OBSERVATIONS FROM THE FINTECH SNARK TANK
Fiserv’s share price collapsed by nearly 50% this week, the company’s worst trading day on record. The company reported third‑quarter earnings of $2.04 per share on $4.9 billion in revenue, both metrics falling short of analysts’ expectations.
The company slashed its full‑year outlook for revenue growth from ~10% to 3.5% to 4%, and dropped its adjusted EPS guidance to $8.50 to $8.60 from $10.15 to $10.30.
The Q3 shortfall and guidance cut revealed that Fiserv’s momentum has deteriorated. Revenue growth essentially ground to a halt, and earnings are now expected to be far lower than previously thought.
Management admitted the company had been too optimistic. CEO Mike Lyons candidly said on the earnings call that “our current performance is not where we want it to be nor where our stakeholders expect it to be,” and acknowledged that the challenges were largely self-inflicted by prior missteps.
Industry Implications From the Fiserv Freefall?

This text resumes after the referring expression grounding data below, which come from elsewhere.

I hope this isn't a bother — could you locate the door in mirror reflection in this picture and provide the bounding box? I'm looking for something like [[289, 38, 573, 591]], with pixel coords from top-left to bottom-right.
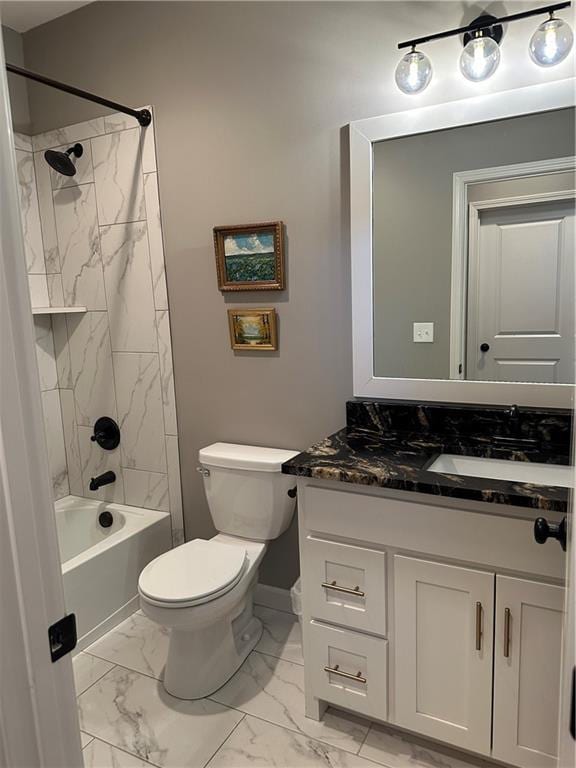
[[371, 107, 576, 385], [467, 199, 575, 384]]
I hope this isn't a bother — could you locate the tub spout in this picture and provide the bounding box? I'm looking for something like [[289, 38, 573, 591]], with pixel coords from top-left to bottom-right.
[[89, 471, 116, 491]]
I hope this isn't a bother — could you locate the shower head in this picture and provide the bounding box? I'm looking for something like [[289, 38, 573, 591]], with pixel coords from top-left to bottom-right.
[[44, 142, 83, 176]]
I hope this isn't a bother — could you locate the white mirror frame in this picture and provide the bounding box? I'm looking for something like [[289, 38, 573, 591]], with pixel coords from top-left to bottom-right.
[[350, 78, 576, 408]]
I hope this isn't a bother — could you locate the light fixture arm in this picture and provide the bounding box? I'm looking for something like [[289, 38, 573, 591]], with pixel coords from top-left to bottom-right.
[[397, 1, 571, 50]]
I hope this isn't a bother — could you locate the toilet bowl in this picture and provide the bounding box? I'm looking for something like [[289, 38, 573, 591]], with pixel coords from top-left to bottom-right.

The fintech literati on LinkedIn are busy extracting insights from the stock price fall and making broad proclamations about what it means to the banking and fintech world:
- “For banks, this moment demands attention because banks’ dependency on Fiserv links directly to their ability to deliver payments, scaling, and digital innovation to customers.” My take: This has been true for years.
- “The market is drawing a line under the growth at all costs era—investors now reward quality of growth.” My take: The previous “growth at all costs era” ended two years ago and a new one–rooted more in AI and stablecoins–is starting to take hold again. The Fiserv stock price decline is unrelated to investors rewarding quality of growth.
- “It signals a major recalibration of expectations for a vendor deeply embedded in banking tech infrastructure.” My take: This is correct–but begs the question “why is this recalibration happening now?
What No One is Saying About Fiserv’s Stock Decline
The “major recalibration of expectations” needs to be unpacked a bit here. William Blair analysts wrote that they’re:
“Perplexed by a 4.5 point sequential merchant organic revenue growth deceleration and a roughly 10-point financial solutions segment revenue deceleration.”
Really? Why were they so “perplexed”? For years, my colleagues at Cornerstone Advisors have been writing and talking about the service issues and technology challenges Fiserv has been facing.
How do they know that? They talk to bank and credit union executives day in and day out.
Who are the Wall Street analysts talking to? It doesn’t seem like they’re talking to the bankers. They could blame the prior management team at Fiserv for misleading them, but that doesn’t get them off the hook for not knowing what was going on at Fiserv.
So here’s the thing that no one is saying about Fiserv’s stock price freefall: Wall Street has been way overvaluing Fiserv’s stock all along.
Major competitors of Fiserv–like FIS and Jack Henry–haven’t seen the same rise in their stock’s valuation like Fiserv.
Instead of interpreting the Fiserv stock decline as a major turning point in banking and fintech, it may really just be a decline in one company’s stock price from irrational exuberance to rational reality.
Meaning: This doesn’t represent some life-threatening crisis for Fiserv as a company.
The Best Week in Fiserv CEO’s Professional Life
Someone said to me this week, “it must’ve been a tough week for Mike Lyons,” Fiserv’s CEO. Au contraire, Pierre–this has been the best week in his professional life.
The stock price hit was a gift from Wall Street: 1) He gets to blame the previous management team for Fiserv’s problems; 2) He’s given permission to make drastic cuts and changes–like consolidating 16 cores down to just 5–because everyone believes this is a “life-threatening crisis” for Fiserv; and 3) The starting stock price on his watch is reset to $71 from $128.
Wall Street just put a lot of treats in Fiserv CEO Mike Lyon’s basket this Halloween week.